Alla favola del “Nord senza mafia” non crede (o non dovrebbe credere) più nessuno. Per questo, all’I.I.S. “B. Pascal” di Manerbio, il 28 marzo 2017, si è presentato in Aula Magna Mario Bruno Belsito, membro della Rete Antimafia Provincia di Brescia e dell’associazione “Casa Memoria Felicia e Peppino Impastato” a Cinisi (PA). 

            Brescia sarebbe nota agli ambienti investigativi come “la lavatrice d’Italia”: un grande bacino di riciclaggio di denaro sporco. Le attività in cui esso viene reinvestito sono, perlopiù, i “compro oro”, l’edilizia (case costruite, ma non abitate), i supermercati (attivi anche con scarsa clientela), i locali di svago (con tanto di spaccio di stupefacenti). Il sito della Rete Antimafia Provincia di Brescia pubblica l’elenco dei beni confiscati nei nostri dintorni.

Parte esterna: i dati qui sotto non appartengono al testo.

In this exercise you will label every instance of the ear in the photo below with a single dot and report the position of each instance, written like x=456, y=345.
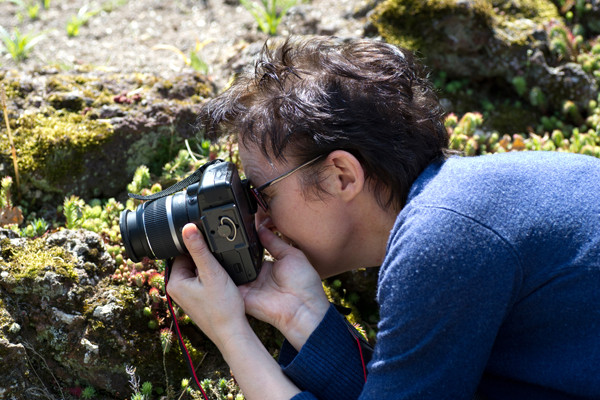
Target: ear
x=348, y=174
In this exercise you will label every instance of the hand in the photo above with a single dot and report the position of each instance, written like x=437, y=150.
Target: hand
x=288, y=293
x=202, y=287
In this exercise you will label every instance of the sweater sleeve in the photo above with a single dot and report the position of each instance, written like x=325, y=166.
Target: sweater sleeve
x=444, y=290
x=329, y=364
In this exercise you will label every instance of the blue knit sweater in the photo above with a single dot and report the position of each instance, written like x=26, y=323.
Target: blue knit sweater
x=491, y=283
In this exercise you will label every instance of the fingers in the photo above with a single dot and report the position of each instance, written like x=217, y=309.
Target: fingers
x=273, y=243
x=208, y=267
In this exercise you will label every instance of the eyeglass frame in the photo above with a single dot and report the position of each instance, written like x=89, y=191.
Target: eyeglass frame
x=257, y=192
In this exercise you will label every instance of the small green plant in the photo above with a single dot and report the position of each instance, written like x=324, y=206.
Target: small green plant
x=73, y=211
x=36, y=228
x=5, y=201
x=88, y=393
x=268, y=13
x=19, y=45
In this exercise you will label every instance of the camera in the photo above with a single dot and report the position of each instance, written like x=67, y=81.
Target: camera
x=222, y=207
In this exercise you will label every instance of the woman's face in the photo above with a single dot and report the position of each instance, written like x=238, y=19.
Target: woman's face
x=317, y=225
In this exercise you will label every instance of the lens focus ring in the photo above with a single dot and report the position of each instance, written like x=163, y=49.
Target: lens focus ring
x=158, y=231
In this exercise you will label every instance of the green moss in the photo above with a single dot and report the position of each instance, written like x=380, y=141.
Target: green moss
x=408, y=23
x=35, y=258
x=400, y=21
x=55, y=141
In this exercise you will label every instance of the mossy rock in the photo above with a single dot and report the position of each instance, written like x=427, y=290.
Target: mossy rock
x=73, y=326
x=489, y=41
x=85, y=132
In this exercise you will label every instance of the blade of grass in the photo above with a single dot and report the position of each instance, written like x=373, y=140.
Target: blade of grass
x=12, y=145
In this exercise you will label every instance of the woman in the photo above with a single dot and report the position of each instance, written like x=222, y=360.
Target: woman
x=490, y=266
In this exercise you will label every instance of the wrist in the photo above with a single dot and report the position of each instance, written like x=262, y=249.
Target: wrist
x=304, y=322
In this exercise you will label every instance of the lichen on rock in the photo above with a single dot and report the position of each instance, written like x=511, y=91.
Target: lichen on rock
x=495, y=41
x=85, y=131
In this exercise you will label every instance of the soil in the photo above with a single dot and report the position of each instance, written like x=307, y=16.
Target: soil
x=125, y=35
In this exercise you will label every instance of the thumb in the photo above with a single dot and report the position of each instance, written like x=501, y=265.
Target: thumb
x=207, y=265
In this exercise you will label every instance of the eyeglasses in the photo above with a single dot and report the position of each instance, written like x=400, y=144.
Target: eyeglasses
x=257, y=192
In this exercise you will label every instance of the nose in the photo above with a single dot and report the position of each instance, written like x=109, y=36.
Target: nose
x=263, y=218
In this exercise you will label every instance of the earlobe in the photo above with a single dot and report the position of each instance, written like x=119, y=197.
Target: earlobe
x=348, y=172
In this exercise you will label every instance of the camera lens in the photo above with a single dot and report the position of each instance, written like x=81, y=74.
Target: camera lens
x=154, y=229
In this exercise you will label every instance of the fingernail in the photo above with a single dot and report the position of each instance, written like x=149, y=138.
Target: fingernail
x=190, y=232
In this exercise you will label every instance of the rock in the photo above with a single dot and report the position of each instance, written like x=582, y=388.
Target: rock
x=480, y=40
x=76, y=138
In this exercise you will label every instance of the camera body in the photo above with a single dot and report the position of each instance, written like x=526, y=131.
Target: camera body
x=222, y=207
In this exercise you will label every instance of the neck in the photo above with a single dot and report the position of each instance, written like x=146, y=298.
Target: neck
x=373, y=230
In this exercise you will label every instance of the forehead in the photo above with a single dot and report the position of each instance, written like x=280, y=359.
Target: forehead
x=256, y=166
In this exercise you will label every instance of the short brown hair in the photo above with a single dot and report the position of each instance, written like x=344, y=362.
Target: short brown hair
x=308, y=97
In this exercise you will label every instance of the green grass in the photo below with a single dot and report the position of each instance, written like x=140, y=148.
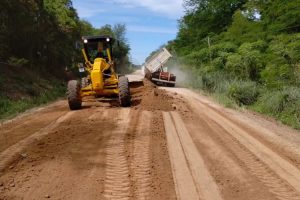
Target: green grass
x=10, y=107
x=281, y=104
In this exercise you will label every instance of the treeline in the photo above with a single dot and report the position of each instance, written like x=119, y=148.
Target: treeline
x=42, y=35
x=246, y=51
x=39, y=39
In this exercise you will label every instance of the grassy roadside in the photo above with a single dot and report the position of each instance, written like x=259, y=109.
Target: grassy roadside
x=10, y=107
x=281, y=104
x=22, y=88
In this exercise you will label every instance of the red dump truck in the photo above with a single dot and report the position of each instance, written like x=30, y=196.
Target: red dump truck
x=154, y=70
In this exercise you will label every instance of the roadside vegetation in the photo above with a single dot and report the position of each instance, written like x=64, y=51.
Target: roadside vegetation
x=39, y=39
x=244, y=53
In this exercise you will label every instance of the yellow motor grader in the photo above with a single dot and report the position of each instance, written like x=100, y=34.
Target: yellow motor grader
x=101, y=79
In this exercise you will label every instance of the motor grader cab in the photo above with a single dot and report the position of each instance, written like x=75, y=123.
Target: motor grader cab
x=101, y=79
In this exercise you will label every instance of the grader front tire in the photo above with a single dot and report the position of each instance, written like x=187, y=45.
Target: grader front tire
x=74, y=98
x=124, y=92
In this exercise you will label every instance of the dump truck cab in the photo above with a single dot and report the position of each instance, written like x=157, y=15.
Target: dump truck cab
x=101, y=79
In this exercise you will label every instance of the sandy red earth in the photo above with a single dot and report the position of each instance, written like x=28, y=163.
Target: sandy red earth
x=171, y=144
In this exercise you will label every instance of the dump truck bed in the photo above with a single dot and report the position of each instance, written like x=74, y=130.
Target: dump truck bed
x=158, y=60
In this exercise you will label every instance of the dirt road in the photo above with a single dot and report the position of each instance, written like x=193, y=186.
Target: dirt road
x=171, y=144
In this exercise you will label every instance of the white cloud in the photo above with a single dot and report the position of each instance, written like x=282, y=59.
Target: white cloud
x=170, y=8
x=146, y=29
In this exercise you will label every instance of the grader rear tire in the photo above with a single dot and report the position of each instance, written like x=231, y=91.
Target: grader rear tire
x=124, y=92
x=74, y=98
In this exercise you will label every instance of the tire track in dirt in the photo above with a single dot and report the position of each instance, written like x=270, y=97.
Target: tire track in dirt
x=117, y=182
x=140, y=165
x=11, y=153
x=256, y=167
x=192, y=177
x=253, y=160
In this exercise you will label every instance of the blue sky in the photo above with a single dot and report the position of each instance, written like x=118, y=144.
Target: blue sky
x=150, y=23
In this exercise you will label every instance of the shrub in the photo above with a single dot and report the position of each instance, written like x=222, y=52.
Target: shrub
x=243, y=92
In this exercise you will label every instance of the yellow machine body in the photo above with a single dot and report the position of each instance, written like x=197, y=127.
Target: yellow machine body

Essi ricevono destinazioni di pubblica utilità: asili, sedi di associazioni, sale comunali… Il problema sottolineato da Belsito è che tra il sequestro di un immobile sospettato di appartenere a un mafioso e la sua confisca trascorrono lunghi anni, per via dei tempi processuali. Ci vuole anche il coraggio di riutilizzare un bene confiscato, sotto gli occhi dei vicini mafiosi.

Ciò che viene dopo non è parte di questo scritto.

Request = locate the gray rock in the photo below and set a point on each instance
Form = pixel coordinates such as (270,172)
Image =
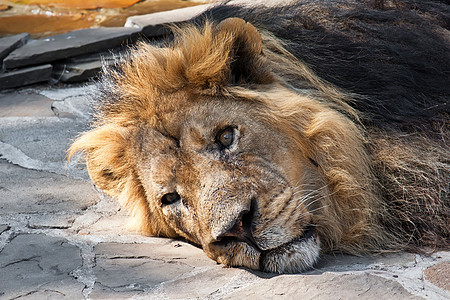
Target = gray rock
(46,140)
(156,24)
(25,105)
(31,192)
(70,44)
(8,44)
(39,266)
(3,228)
(82,68)
(25,76)
(326,286)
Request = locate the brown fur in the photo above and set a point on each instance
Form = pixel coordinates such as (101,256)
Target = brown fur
(298,135)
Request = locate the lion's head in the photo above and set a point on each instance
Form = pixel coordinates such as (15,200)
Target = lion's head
(208,139)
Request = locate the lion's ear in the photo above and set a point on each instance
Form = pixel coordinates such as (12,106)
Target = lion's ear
(106,157)
(247,63)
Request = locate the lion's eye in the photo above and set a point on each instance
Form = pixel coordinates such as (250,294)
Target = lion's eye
(170,198)
(225,137)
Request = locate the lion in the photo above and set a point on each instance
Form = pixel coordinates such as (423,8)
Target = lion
(270,135)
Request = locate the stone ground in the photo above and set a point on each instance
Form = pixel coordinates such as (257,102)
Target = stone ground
(62,238)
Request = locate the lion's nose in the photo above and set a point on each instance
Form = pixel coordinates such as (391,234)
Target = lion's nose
(240,231)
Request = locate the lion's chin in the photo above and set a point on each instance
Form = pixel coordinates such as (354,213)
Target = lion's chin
(294,257)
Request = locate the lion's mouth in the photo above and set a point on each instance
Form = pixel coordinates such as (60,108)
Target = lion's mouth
(295,256)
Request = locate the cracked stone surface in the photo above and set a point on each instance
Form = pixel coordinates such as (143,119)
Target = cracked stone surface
(70,44)
(62,238)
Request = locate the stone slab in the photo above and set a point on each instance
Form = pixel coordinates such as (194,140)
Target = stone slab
(25,105)
(43,139)
(439,275)
(39,266)
(326,286)
(25,76)
(70,44)
(3,228)
(31,192)
(9,43)
(82,68)
(156,24)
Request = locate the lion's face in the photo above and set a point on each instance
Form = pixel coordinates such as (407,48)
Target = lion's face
(207,141)
(224,179)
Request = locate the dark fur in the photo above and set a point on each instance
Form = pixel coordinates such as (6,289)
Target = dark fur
(395,55)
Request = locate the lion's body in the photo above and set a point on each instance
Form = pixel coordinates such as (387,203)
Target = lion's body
(228,139)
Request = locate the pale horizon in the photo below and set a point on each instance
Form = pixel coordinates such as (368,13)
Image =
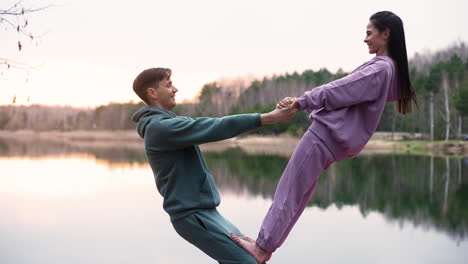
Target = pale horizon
(92,51)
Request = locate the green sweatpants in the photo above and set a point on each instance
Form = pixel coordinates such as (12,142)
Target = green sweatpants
(209,231)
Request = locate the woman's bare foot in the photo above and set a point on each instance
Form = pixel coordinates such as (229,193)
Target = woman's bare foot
(250,246)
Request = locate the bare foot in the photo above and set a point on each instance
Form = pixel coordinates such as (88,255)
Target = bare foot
(250,246)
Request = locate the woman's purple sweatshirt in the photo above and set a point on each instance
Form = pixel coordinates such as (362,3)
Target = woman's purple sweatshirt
(346,112)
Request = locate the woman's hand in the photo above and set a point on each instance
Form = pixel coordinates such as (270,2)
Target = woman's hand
(288,102)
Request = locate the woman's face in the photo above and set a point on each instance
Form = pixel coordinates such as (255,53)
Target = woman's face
(377,40)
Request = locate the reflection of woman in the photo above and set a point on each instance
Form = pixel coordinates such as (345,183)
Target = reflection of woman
(346,113)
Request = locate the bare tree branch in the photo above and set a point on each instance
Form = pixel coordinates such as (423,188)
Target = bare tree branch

            «Mentre, in tutta Italia, le caserme dei Carabinieri chiudono, a Brescia si apre la DIA [Direzione Investigativa Antimafia]» ha sottolineato Belsito. Apparentemente, non ci sono violenze, né “pizzo” da pagare. Ma voto di scambio sì. L’ex-assessore della Regione Lombardia Domenico Zambetti è stato condannato lo scorso febbraio per aver comprato quattromila voti dalla ‘ndrangheta, alle elezioni regionali del 2010.

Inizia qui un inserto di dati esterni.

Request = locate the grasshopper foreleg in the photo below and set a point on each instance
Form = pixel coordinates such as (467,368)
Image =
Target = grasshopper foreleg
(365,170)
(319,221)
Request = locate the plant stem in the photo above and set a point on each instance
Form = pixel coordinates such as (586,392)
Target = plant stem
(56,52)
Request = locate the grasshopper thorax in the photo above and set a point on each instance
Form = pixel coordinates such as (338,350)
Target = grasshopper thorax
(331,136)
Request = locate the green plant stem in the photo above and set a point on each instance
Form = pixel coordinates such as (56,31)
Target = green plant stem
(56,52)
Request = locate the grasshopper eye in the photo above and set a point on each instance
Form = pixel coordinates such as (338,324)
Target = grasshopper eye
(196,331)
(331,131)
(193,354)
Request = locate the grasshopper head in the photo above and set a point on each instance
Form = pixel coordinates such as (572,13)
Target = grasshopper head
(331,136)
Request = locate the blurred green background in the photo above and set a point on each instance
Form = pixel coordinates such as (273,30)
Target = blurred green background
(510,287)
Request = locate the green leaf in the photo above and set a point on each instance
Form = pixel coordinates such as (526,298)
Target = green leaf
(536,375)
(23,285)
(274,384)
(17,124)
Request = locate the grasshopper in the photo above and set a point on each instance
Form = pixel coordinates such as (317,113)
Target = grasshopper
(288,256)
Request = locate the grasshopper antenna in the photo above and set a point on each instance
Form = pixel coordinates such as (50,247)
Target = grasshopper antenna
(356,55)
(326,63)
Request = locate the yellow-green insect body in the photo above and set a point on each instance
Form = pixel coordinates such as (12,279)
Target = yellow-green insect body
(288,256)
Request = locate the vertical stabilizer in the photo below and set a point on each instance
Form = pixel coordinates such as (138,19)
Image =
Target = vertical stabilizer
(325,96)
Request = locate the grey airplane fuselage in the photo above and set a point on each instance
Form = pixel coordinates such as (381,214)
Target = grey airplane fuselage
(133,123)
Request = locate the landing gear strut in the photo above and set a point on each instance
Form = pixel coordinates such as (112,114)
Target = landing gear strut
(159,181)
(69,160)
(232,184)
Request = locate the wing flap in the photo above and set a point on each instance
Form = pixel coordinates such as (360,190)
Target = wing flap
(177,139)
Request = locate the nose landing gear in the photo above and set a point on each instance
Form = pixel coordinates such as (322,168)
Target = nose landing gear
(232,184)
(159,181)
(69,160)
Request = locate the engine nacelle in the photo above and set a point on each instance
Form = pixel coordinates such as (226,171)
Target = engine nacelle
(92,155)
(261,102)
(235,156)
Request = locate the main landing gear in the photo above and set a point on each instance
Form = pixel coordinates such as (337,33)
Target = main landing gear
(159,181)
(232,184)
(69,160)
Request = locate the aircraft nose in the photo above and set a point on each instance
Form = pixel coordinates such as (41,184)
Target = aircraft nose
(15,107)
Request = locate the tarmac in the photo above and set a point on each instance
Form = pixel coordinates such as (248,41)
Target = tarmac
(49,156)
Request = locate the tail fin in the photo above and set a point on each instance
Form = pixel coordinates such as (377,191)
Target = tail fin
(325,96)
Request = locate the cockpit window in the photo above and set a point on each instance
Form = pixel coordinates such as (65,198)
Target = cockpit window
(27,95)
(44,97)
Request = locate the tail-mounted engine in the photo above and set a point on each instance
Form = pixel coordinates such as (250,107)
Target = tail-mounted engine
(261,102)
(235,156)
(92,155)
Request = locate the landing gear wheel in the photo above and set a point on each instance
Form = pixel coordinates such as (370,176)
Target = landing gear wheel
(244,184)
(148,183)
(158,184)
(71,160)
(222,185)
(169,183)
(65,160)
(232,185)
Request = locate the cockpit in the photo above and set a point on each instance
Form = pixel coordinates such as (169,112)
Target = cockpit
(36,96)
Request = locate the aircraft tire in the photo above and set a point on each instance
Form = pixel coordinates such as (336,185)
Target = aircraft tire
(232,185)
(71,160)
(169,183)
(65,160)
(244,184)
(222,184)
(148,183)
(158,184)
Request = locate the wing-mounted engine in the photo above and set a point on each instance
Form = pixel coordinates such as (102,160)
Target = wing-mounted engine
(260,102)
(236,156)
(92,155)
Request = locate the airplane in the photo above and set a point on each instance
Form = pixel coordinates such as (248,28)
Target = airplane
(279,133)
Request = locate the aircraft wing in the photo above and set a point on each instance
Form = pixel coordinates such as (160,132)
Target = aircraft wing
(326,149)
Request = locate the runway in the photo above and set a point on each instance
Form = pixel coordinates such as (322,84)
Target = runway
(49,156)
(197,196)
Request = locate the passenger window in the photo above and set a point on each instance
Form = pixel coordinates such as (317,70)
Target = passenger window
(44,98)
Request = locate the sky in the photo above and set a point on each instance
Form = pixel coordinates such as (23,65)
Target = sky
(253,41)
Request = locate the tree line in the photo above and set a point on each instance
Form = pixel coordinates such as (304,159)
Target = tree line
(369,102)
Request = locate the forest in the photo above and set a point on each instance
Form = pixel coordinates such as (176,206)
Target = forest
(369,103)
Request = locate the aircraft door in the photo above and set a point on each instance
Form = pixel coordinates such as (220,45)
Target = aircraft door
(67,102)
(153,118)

            Come ha illustrato Belsito, le organizzazioni di stampo mafioso hanno adottato la strategia del silenzio e della collusione, dopo quella del terrore che ha portato alle uccisioni di Giovanni Falcone e Paolo Borsellino. Un motivo in più - ha ribadito Belsito - per ricordare le vittime della criminalità organizzata: «L’Italia, attualmente, possiede la legislazione antimafia migliore del mondo. Si possono ottenere grandi risultati, quando la società civile è consapevole».
            Durante l’incontro, è stato proiettato il video “Sulle orme dei veri eroi”, che raccontava delle altre attività di Belsito nelle scuole. In esso, comparivano i nomi di Peppino Impastato (Cinisi, 1948-1978) e di Rita Atria (Partanna, 1974 - Roma, 1992). Il primo era un giornalista socialista, costantemente impegnato nella denuncia della mafia, sebbene provenisse da una famiglia mafiosa; morì brutalmente assassinato. La seconda si rivolse a Borsellino per ottenere giustizia contro gli assassini di suo padre e suo fratello. Le rivelazioni sue e della cognata portarono ad arresti e indagini. Rita, però, si suicidò per la morte di Borsellino. Sia la biografia di Impastato che quella della Atria hanno ispirato film: “I cento passi” (2000; regia di Marco Tullio Giordana) e “La siciliana ribelle” (2009; regia di Marco Amenta). Da Belsito, è stata raccontata anche la storia di padre Pino Puglisi (Palermo, 1937-1993): nel quartiere del Brancaccio, accoglieva i ragazzi nel proprio oratorio, sottraendoli al destino della manovalanza mafiosa. Anche lui fu assassinato. Oltre alle “vittime illustri”, Belsito ha voluto ricordare quelle che rimangono anonime, come i membri della scorta di Falcone.
            Che differenza rimane, dunque, tra Brescia e un quartiere come il Brancaccio? Il fatto che «i giovani del Brancaccio sono consapevoli di avere un problema».

Paese Mio Manerbio, N. 119 (aprile 2017), p. 14.